It wasn't always this way. Over four decades ago, the teenage Lacy was walking well-traveled jazz paths, playing with Pee Wee Russell, Rex Stewart, Jimmy Rushing and other jazz artists of the early fifties. Then, in 1955, he jumped off the traditional jazz bandwagon to explore a less structured, more dissonant form of the genre with pianist Cecil Taylor. Throughout the rest of his 40-plus-year career, Lacy, 65, has won praise (and the prestigious MacArthur Foundation fellowship) at the forefront of the avant-garde movement, but he's still almost impossible to categorize. Lacy has made everything from experimental electronic music to solo saxophone recordings.
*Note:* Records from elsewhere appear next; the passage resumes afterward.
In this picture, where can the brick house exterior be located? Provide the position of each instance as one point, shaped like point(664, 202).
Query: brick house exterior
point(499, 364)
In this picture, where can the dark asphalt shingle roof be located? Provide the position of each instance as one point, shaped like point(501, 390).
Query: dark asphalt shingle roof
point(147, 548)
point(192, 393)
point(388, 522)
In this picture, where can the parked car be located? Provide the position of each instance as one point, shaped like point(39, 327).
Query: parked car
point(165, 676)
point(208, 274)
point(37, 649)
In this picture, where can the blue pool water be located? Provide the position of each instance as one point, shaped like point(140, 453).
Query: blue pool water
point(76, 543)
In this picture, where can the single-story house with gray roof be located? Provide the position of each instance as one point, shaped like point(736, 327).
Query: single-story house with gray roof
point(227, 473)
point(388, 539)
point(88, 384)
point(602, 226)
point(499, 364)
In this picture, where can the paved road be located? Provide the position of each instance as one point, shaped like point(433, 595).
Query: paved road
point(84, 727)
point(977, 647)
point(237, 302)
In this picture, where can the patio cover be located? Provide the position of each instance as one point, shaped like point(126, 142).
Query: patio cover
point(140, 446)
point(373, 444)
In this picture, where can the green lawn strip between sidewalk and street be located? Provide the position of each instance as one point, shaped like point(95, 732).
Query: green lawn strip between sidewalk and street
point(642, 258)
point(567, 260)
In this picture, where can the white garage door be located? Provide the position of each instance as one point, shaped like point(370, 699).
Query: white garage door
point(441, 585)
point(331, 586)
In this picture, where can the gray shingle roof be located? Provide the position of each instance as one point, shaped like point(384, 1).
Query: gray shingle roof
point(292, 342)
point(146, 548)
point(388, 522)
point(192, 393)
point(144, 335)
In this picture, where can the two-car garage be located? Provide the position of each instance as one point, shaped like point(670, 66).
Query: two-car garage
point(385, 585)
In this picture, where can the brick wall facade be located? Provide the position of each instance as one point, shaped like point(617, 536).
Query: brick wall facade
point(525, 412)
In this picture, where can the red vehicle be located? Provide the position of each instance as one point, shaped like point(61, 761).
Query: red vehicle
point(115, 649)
And he can be one of the most "outside" players on the scene. Yet he can also be very lyrical. He's more deeply rooted in tradition than most avant-garde musicians and sometimes plays "inside the pocket."
So what's the twist on Lacy's Ellington tribute? The ten songs have been arranged for solo soprano saxophone and stamped with Lacy's unique jazz ideas. And not all of the songs are Ellington warhorses: When's the last time you heard "To the Bitter"?
The second half of the show departs from Ellington altogether as Lacy is joined by vocalist and longtime companion Irene Aebi for a reading of the works of six beat poets set to music. The poets include William S. Burroughs and Robert Creeley, but Jack Kerouac, the beat poet most associated with jazz, is nowhere to be found. Unconventional? Sure. Welcome to the world of Steve Lacy.